Do monitors really make a difference?
I've just been reading a comparison test on monitors in Future Music magazine. The people doing the testing were all producers with excellent track records in the industry. However, judging from their comments they were finding it difficult to come to solid conclusions about the worth of the monitors they were considering.
But the most important question was not asked, which is, "What do you want your monitors to do for you?" Have a little think...
OK, here's my view... The role of monitors in recording is twofold. Firstly, you need to know exactly what it is you are recording, or have just recorded and are playing back. The monitors should tell you exactly the nature of the waveform on tape or disk. So in this respect monitors need to fulfill the normal sound engineering requirements of flat frequency response and low distortion (the other common parameter of low noise is not an issue here). Now it is a plain and simple fact that moving coil loudspeakers are not very good in either respect. But nearly every recording that you would ever listen to has been monitored on moving coil loudspeakers, so maybe this isn't the most important issue.

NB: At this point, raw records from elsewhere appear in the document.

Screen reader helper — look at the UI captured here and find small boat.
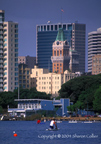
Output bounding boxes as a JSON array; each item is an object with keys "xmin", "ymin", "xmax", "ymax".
[
  {"xmin": 46, "ymin": 128, "xmax": 59, "ymax": 131},
  {"xmin": 84, "ymin": 121, "xmax": 92, "ymax": 123},
  {"xmin": 56, "ymin": 121, "xmax": 62, "ymax": 123},
  {"xmin": 68, "ymin": 120, "xmax": 77, "ymax": 123}
]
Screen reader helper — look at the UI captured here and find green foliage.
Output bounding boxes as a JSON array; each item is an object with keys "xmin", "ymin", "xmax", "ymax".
[
  {"xmin": 59, "ymin": 74, "xmax": 101, "ymax": 109},
  {"xmin": 93, "ymin": 86, "xmax": 101, "ymax": 113}
]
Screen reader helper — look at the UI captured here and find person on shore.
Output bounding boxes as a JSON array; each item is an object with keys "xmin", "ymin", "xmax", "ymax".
[{"xmin": 50, "ymin": 119, "xmax": 57, "ymax": 129}]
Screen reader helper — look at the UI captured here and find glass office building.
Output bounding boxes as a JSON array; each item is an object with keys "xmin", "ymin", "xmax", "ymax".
[
  {"xmin": 0, "ymin": 10, "xmax": 18, "ymax": 92},
  {"xmin": 36, "ymin": 23, "xmax": 85, "ymax": 72}
]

The other function of monitors is to tell you, as an engineer, what your recording will sound like to your eventual audience - the people who buy your records or CDs, or listen on radio. In fact radio could be more important because this is where the decision to buy will often be made.
So now it is important that your monitors be representative of a typical listening system. A sort of average of all the loudspeakers in the world, if you like. Maybe this could be done for real. Maybe a manufacturer could buy a whole range of typical domestic loudspeakers, test them in this way and that, and produce the perfect average monitor. It really could be possible.
However, until then it is worth bearing in mind that there is no such thing as the perfect monitor. Buy the best you can afford in terms of frequency response and distortion (and not too over-enhanced in the bass end), and with a sound quality you can live with. Then when you are working on your mix, take your mix out of the studio and play it on every different pair of speakers you can find, including your car stereo and personal stereo headphones. Modify as necessary.
This way you can produce a mix that is 'averaged out' across a range of typical loudspeakers and you can be sure that it will sound as good as it possibly can to any of your listeners. Remember that a mix that only sounds good in your studio is not a good mix.